Dissecting lost autonomy

Our data and theoretical models suggest that three factors contribute to lost autonomy: craving, withdrawal symptoms, and psychological dependence. In collaboration with Jennifer O'Loughlin and her colleagues at McGill University in Quebec, we are developing an instrument that will measure these factors individually. We hope that improving the resolution of our measure will allow us to delve a little deeper into the onset of dependence.

Social smokers

Now that we understand that dependence typically begins prior to daily smoking, we are taking a closer look at adult "social smokers." They confirm what we have heard from youth: many experience withdrawal if they go more than a day or two between cigarettes.

Does the process of addiction begin with the first cigarette?

After learning that the rapid onset of lost autonomy is the rule, I turned to the neuroscience literature to see what a few doses of nicotine could do to the brain.
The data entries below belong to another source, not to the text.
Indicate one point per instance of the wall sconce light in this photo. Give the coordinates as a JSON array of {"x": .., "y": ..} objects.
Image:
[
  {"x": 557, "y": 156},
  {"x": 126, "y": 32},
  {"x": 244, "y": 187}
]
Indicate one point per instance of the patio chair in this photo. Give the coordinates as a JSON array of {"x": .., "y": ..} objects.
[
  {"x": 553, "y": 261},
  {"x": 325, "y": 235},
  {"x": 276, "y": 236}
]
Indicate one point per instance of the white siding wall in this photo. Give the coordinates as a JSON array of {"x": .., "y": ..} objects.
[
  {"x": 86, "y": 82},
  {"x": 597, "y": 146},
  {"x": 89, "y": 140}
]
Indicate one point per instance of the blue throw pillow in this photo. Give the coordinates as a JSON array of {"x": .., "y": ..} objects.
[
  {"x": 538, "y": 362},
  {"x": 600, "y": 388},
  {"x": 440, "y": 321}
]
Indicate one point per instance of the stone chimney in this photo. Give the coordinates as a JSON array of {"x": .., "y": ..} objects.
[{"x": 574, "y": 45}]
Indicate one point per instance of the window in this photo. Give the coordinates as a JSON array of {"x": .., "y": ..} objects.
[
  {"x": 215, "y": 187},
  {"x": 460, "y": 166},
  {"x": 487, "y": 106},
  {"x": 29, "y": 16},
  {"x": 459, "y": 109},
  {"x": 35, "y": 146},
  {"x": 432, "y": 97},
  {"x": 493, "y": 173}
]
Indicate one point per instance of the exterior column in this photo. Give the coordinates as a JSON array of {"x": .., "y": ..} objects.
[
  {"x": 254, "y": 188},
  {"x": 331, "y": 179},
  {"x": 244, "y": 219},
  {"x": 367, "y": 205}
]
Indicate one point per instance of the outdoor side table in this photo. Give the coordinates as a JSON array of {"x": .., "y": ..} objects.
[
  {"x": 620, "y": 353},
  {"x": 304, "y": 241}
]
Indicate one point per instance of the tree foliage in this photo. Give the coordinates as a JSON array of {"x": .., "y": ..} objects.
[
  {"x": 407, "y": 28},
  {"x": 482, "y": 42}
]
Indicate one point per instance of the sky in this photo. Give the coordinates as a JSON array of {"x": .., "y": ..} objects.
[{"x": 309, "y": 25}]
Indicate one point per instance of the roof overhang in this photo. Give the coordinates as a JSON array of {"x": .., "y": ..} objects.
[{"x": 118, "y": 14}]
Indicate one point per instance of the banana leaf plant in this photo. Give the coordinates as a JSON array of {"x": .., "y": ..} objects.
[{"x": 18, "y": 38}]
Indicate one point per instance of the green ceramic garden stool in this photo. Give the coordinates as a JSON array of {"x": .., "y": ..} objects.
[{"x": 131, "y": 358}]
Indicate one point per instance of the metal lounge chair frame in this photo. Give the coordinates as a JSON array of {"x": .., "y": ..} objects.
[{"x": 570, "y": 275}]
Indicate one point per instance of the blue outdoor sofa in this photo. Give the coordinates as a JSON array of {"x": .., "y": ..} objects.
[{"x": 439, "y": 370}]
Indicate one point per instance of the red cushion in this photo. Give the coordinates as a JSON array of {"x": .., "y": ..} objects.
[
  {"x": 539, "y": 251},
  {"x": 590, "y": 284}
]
Prior to our clinical studies, nobody had seriously considered that nicotine dependence could begin with a few doses; neuroscientists typically exposed animals to doses equivalent to heavy smoking. Based on our data, I suggested to Ted Slotkin that he study the effects of very low intermittent doses of nicotine, equivalent to smoking a cigarette or two. His team at Duke University detected a significant increase in nicotinic acetylcholine receptors in the rat hippocampus in response to just four small doses of nicotine administered over two days. Although the functional significance of receptor up-regulation is unknown, this experiment showed that even brief, low-dose exposures to nicotine cause rapid adaptations in brain chemistry.
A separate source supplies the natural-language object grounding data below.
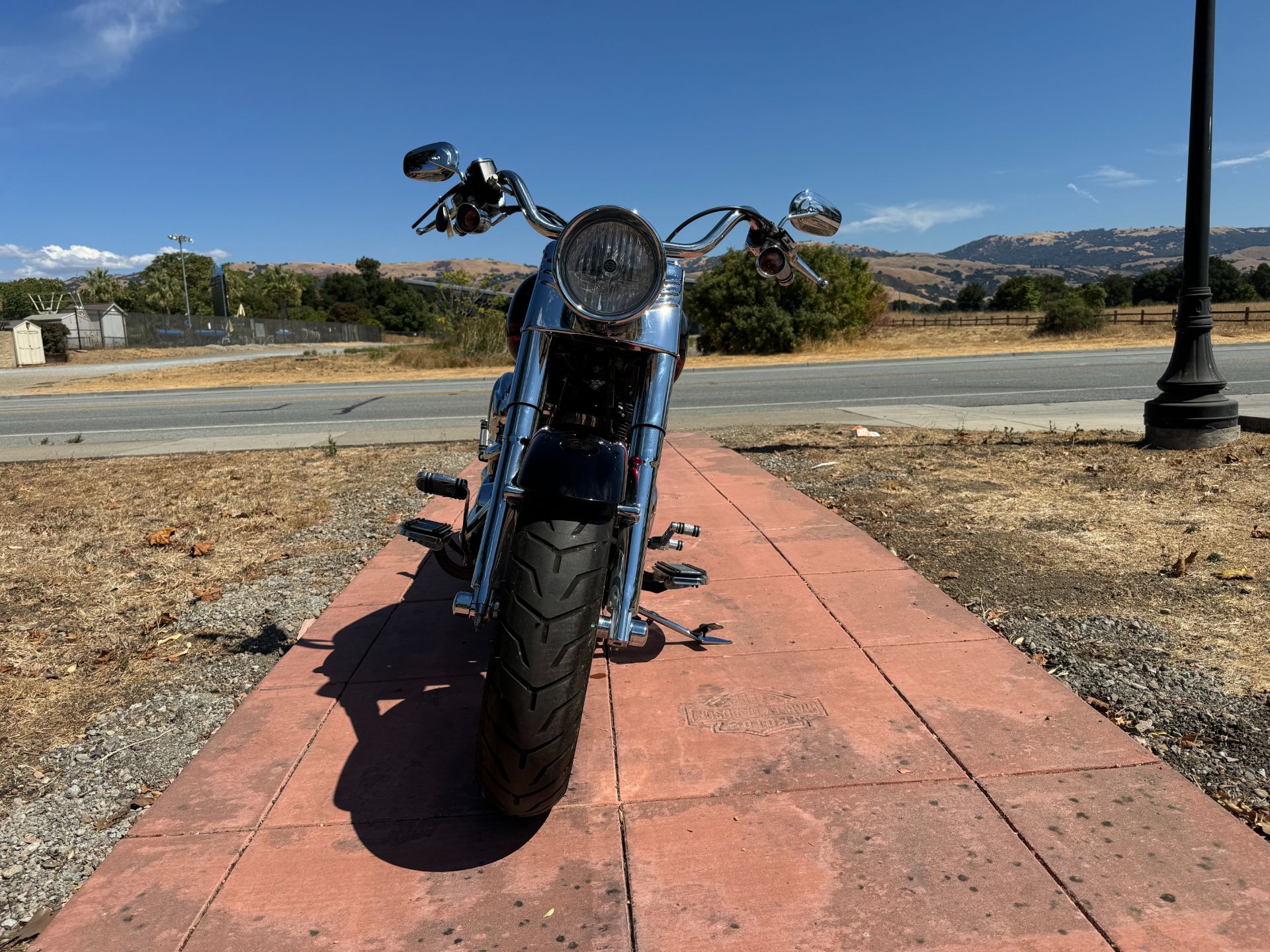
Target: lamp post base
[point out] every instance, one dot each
(1195, 423)
(1174, 438)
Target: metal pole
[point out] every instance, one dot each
(1191, 412)
(181, 247)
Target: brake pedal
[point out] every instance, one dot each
(437, 484)
(429, 534)
(698, 634)
(680, 575)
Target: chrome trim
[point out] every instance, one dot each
(629, 218)
(814, 215)
(524, 409)
(648, 434)
(710, 241)
(538, 221)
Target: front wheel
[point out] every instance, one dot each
(540, 662)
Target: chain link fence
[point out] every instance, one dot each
(198, 331)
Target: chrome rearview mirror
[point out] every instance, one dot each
(432, 163)
(814, 215)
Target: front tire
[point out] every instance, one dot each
(540, 660)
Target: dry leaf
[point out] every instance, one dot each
(160, 537)
(1236, 574)
(1183, 564)
(210, 594)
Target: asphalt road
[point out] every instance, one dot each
(708, 397)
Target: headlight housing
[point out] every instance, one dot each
(610, 264)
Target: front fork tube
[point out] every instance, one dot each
(524, 411)
(648, 434)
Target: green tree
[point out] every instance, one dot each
(741, 311)
(99, 286)
(972, 298)
(164, 294)
(473, 325)
(281, 286)
(1260, 281)
(1079, 309)
(15, 296)
(1119, 290)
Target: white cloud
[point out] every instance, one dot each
(95, 38)
(1081, 192)
(1113, 177)
(920, 216)
(1242, 160)
(58, 262)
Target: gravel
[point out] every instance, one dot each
(92, 791)
(1181, 711)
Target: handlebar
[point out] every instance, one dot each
(802, 267)
(550, 225)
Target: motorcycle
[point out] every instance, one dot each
(554, 541)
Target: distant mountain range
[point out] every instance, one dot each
(926, 277)
(1076, 255)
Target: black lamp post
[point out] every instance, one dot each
(1191, 412)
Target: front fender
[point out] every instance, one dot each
(571, 466)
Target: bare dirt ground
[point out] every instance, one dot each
(389, 365)
(125, 354)
(106, 561)
(1136, 576)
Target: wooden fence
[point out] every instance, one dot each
(987, 319)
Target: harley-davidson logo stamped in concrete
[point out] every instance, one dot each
(755, 711)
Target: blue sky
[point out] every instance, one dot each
(273, 131)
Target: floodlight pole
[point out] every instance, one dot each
(182, 240)
(1191, 412)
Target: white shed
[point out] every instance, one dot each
(21, 344)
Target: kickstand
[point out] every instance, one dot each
(698, 634)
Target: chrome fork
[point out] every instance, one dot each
(648, 436)
(524, 411)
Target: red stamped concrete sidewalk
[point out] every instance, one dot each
(867, 768)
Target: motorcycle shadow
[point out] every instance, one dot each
(407, 782)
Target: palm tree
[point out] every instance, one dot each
(282, 286)
(164, 292)
(99, 285)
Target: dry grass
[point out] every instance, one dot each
(87, 604)
(1083, 524)
(432, 361)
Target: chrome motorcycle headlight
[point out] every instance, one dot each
(610, 264)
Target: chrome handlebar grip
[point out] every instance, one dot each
(804, 270)
(532, 215)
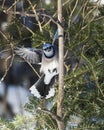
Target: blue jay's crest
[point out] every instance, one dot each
(44, 87)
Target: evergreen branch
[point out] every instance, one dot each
(94, 74)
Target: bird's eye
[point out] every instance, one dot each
(47, 48)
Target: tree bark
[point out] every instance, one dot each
(61, 69)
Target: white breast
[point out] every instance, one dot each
(50, 69)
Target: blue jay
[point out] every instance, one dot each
(44, 87)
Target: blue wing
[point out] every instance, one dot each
(32, 55)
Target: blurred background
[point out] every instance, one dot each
(30, 23)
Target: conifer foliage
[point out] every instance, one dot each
(31, 23)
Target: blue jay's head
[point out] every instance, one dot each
(48, 50)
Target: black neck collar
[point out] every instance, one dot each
(51, 55)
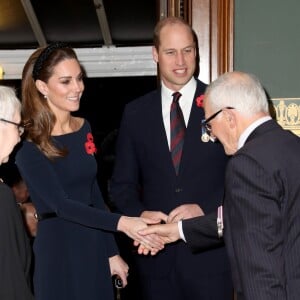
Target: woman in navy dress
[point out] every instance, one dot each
(75, 251)
(15, 250)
A theoretical model of nicotine dependence

Joseph DiFranza and Robert Wellman
 

Neuroscientists have established that a single dose of nicotine can induce behavioral sensitization in animals. By comparing the properties of sensitization to our observations regarding the clinical course of dependence, Dr. Robert Wellman and I developed the sensitization-homeostasis model of nicotine dependence. This theoretical model, describing how nicotine causes addiction starting with the first dose, is being tested in clinical and basic science experiments. We are collaborating with Jean King at the Center for Comparative Neuroimaging at UMASS and David Olsen at Harvard University to perform functional magnetic resonance imaging (fMRI) in animals and humans. Our animal data reveal that the first few doses provoke impressive changes in the brain's response to nicotine. With behavioral sensitization, receptor up-regulation, and now fMRI data showing that the first few doses of nicotine evoke dramatic changes in the brain, it seems a little less far-fetched that the neurochemical changes responsible for addiction might be initiated within days of the onset of smoking.
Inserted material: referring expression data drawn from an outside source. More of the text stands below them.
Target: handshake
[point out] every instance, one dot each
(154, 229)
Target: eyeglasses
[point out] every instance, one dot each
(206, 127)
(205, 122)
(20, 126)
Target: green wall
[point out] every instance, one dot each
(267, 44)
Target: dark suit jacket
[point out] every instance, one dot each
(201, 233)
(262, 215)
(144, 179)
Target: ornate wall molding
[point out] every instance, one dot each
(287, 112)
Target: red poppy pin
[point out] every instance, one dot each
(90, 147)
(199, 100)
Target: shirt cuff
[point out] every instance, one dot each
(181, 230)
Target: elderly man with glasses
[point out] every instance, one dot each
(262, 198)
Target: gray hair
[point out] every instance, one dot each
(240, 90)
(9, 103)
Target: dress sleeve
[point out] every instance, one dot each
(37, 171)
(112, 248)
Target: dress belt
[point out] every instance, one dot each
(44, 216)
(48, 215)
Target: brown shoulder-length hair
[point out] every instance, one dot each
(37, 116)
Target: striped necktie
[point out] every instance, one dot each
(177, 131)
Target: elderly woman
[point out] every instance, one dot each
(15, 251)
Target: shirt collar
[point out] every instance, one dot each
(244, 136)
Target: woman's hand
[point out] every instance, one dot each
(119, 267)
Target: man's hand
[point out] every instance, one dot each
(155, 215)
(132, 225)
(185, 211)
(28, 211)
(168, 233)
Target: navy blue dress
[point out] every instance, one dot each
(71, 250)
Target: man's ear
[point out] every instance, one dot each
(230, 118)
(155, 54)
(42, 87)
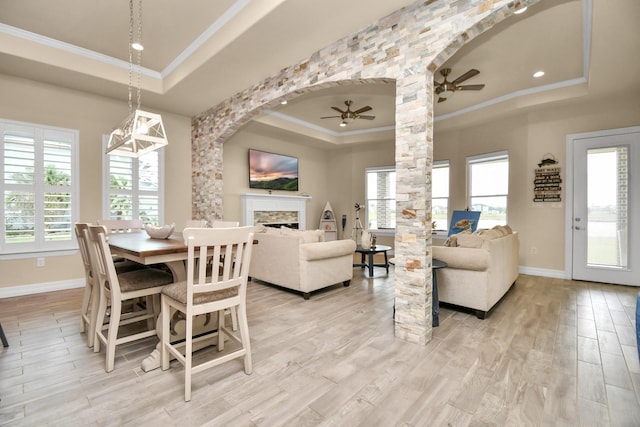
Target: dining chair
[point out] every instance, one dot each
(224, 224)
(3, 337)
(116, 289)
(91, 296)
(196, 223)
(210, 289)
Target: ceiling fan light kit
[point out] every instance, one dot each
(347, 116)
(446, 89)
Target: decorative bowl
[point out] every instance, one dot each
(156, 232)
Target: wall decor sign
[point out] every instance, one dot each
(547, 182)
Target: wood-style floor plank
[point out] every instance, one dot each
(553, 353)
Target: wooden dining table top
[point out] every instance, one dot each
(139, 244)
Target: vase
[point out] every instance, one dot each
(366, 240)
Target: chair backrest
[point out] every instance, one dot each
(102, 261)
(229, 269)
(196, 223)
(122, 225)
(83, 244)
(224, 224)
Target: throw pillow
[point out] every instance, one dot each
(470, 241)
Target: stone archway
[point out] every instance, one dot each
(407, 46)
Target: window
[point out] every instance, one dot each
(440, 194)
(134, 187)
(381, 199)
(39, 188)
(489, 187)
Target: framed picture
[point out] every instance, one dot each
(464, 220)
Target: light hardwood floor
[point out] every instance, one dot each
(554, 352)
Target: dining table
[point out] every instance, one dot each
(173, 252)
(141, 248)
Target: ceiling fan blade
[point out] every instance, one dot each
(472, 72)
(470, 87)
(363, 109)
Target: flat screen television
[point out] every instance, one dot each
(270, 171)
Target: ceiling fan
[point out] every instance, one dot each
(348, 116)
(445, 89)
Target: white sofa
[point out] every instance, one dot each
(482, 267)
(300, 260)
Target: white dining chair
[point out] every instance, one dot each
(224, 224)
(122, 225)
(209, 290)
(91, 296)
(115, 289)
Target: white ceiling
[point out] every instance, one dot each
(200, 52)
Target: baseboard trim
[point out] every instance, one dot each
(39, 288)
(544, 272)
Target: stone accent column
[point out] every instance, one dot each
(406, 47)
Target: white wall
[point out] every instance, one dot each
(528, 136)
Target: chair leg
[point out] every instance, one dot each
(84, 309)
(188, 358)
(244, 336)
(112, 335)
(3, 337)
(150, 303)
(102, 312)
(93, 316)
(234, 318)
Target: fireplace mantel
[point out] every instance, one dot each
(255, 202)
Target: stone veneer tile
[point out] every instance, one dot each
(407, 47)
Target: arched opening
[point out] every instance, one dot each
(405, 59)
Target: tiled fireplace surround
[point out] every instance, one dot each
(407, 47)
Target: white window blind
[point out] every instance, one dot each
(133, 187)
(440, 194)
(39, 188)
(488, 176)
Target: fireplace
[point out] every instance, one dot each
(274, 210)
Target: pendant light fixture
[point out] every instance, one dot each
(141, 131)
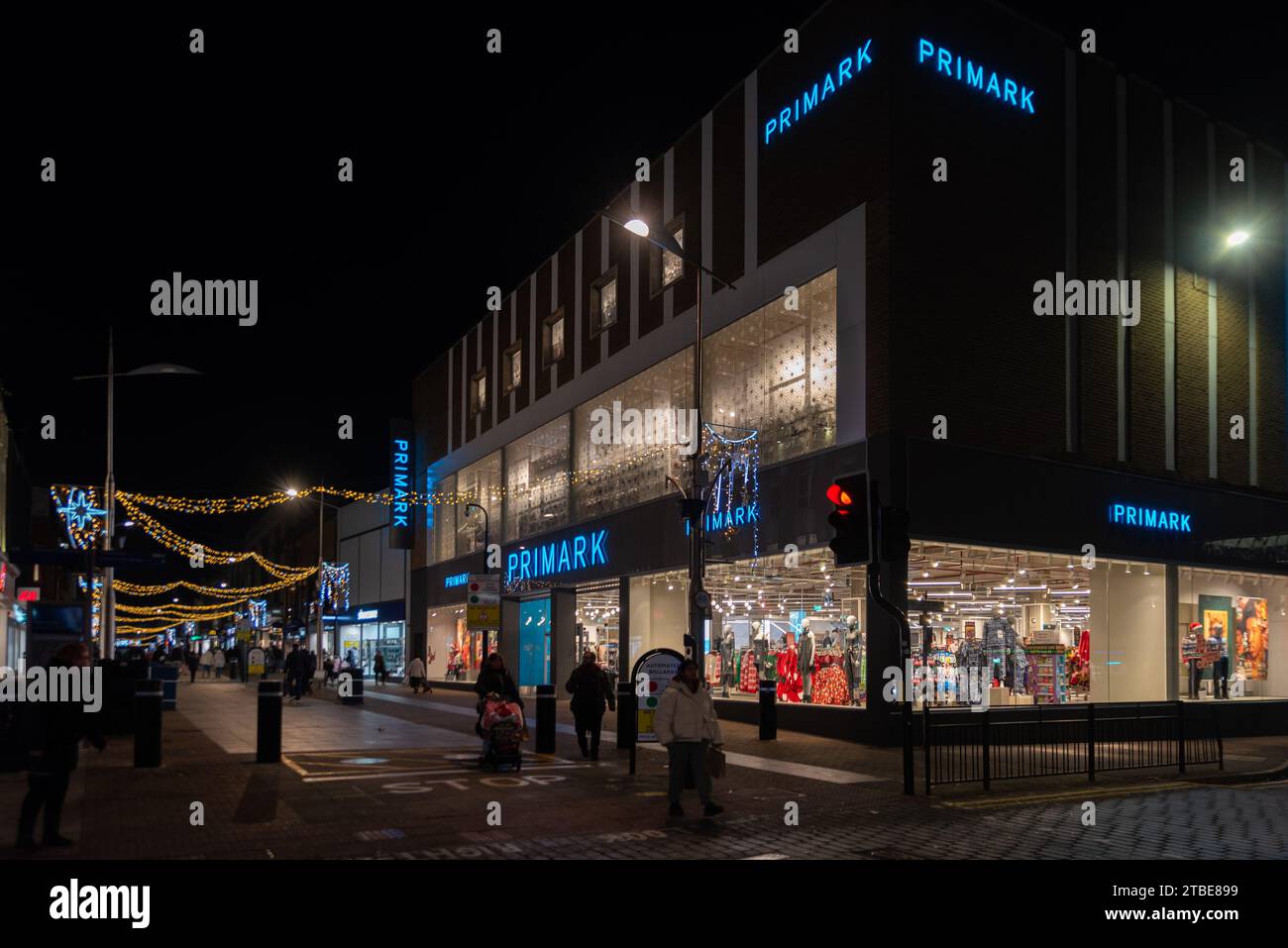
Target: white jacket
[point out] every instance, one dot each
(684, 715)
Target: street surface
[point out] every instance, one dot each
(397, 780)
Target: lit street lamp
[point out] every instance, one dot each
(108, 622)
(694, 505)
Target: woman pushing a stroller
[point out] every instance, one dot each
(501, 719)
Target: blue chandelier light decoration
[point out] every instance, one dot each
(335, 586)
(732, 464)
(97, 609)
(81, 514)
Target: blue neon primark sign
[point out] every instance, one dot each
(730, 518)
(581, 552)
(812, 98)
(1001, 88)
(1149, 518)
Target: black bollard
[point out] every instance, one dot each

Why focus on the beginning?

I believe that efforts to improve the effectiveness of smoking cessation therapies have been frustrated by our ignorance of how nicotine causes addiction: how it starts, how it is maintained, and how it resolves. Many suppositions about nicotine dependence have proven false. My goal is to understand the mechanisms driving nicotine dependence and then to use that knowledge to design targeted pharmacological and behavioral therapies.